2004 started with a doubles championship alongside Tommy Robredo at the Maharashtra Open.In singles, Nadal reached the third round of the 2004 Australian Open where he lost in three sets against Australian Lleyton Hewitt. Later that year, the 34th-ranked 17-year-old played the first of many matches against Roger Federer, then ranked No. 1, at the Miami Open, and won in straight sets before losing to Fernando González in the fourth round. He was one of the six players who defeated Federer that year (along with Tim Henman, Albert Costa, Gustavo Kuerten, Dominik Hrbatý, and Tomáš Berdych). He missed most of the clay court season, including the French Open, because of a stress fracture in his left ankle.[5] In August, Nadal won his first ATP singles title at the Prokom Open by defeating José Acasuso in the final in two sets.

Nadal, at 18 years and six months, became the youngest player to register a singles victory in a Davis Cup final for a winning nation.By beating No. 2 Andy Roddick, he helped Spain clinch the 2004 title over the United States in a 3–2 win. He finished the year ranked No. 51.

2005: First Grand Slam title


At the 2005 Australian Open, Nadal lost in the fourth round to eventual runner-up Lleyton Hewitt. Two months later, he reached the final of the 2005 Miami Masters, and despite being two points from a straight-sets victory, he was defeated in five sets by No. 1 Roger Federer. Both performances were considered breakthroughs for Nadal.

He then dominated the spring clay-court season. He won 24 consecutive singles matches, breaking Andre Agassi's Open Era record of consecutive match wins for a male teenager.Nadal won the Torneo Conde de Godó in Barcelona and beat 2004 French Open runner-up Guillermo Coria in the finals of the 2005 Monte Carlo Masters and the 2005 Rome Masters. These victories raised his ranking to No. 5 and made him one of the favorites at his career-first French Open. On his 19th birthday, Nadal defeated Federer in the 2005 French Open semifinals, being one of only four players to defeat the top-seeded player that year (along with Marat Safin, Richard Gasquet, and David Nalbandian). Two days later, he defeated Mariano Puerta in the final, becoming the second male player, after Mats Wilander in 1982, to win the French Open on his first attempt. He was the first teenager to win a Grand Slam singles title since Pete Sampras won the 1990 US Open at age 19.Winning improved his ranking to No. 3.

Three days after his victory in Paris, Nadal's 24-match winning streak was snapped in the first round of the grass court Gerry Weber Open in Halle, Germany, where he lost to Alexander Waske.He then lost in the second round of 2005 Wimbledon to Gilles Müller of Luxembourg. Immediately after Wimbledon, Nadal won 16 consecutive matches and three consecutive tournaments, bringing his ranking to No. 2 on 25 July 2005. Nadal started his North American summer hard-court season by defeating Agassi in the final of the 2005 Canada Masters, but lost in the first round of the 2005 Cincinnati Masters. Nadal was seeded second at the 2005 US Open, but was upset in the third round by No. 49 James Blake in four sets.

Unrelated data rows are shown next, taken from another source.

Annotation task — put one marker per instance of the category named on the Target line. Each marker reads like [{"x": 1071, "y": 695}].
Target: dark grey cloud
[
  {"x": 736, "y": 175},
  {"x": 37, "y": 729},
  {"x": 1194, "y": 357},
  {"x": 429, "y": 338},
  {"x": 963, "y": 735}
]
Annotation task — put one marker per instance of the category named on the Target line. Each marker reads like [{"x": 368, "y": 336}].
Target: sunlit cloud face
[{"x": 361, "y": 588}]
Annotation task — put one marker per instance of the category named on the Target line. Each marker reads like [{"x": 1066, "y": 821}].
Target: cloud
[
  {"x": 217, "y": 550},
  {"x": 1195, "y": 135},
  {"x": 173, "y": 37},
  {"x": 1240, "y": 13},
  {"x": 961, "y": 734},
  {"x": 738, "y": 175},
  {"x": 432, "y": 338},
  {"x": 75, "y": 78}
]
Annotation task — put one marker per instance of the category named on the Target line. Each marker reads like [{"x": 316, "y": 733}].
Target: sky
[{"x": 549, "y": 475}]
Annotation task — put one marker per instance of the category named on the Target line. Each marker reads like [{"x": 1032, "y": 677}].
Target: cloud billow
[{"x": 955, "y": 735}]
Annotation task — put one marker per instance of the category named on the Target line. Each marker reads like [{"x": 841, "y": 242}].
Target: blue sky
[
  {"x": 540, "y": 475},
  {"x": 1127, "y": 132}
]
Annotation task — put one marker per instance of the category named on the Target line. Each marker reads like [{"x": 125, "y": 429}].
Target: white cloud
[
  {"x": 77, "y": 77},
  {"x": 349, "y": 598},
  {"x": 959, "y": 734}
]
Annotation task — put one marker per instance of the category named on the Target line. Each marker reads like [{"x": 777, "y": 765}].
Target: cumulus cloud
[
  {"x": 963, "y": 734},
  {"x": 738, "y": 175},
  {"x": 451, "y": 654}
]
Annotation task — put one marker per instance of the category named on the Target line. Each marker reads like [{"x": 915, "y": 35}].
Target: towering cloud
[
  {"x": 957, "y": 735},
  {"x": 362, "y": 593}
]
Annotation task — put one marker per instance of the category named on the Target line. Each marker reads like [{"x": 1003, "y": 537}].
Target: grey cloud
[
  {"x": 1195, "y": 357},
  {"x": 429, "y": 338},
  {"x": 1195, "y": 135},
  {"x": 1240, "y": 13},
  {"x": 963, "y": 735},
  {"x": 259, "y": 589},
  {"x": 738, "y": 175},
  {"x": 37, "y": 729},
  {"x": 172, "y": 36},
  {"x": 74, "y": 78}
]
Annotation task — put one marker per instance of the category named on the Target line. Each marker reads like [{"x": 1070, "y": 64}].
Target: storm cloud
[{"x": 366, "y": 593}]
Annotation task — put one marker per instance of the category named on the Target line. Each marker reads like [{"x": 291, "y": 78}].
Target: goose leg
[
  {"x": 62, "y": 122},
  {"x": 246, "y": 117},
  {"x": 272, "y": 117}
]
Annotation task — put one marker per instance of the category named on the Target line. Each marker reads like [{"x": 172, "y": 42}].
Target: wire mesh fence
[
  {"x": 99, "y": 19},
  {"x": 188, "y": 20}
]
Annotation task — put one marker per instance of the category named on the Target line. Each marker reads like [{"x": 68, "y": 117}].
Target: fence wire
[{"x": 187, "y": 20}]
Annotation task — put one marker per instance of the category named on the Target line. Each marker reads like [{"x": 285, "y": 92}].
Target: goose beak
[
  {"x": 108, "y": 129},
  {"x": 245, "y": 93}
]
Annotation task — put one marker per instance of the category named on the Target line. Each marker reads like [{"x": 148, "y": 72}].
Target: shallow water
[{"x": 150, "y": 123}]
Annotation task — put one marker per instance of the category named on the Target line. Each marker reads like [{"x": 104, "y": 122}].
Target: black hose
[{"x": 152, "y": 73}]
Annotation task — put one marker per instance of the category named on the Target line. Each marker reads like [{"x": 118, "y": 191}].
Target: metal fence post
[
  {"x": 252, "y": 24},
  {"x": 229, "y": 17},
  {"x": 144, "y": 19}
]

In September, he defeated Coria in the final of the China Open in Beijing and won both of his Davis Cup matches against Italy. In October, he won his fourth ATP Masters Series title of the year, defeating Ivan Ljubičić in the final of the 2005 Madrid Masters. He then suffered a foot injury that prevented his competing in the year-ending Tennis Masters Cup.

Both Nadal and Federer won eleven singles titles and four ATP Masters Series titles in 2005. Nadal broke Mats Wilander's previous teenage record of nine in 1983.Nine of Nadal's titles were on clay, and the remainder were on hard courts. Nadal won 79 matches, second only to Federer's 81. Also, he earned the highest year-end ranking ever by a Spaniard and the ATP Most Improved Player of the Year award.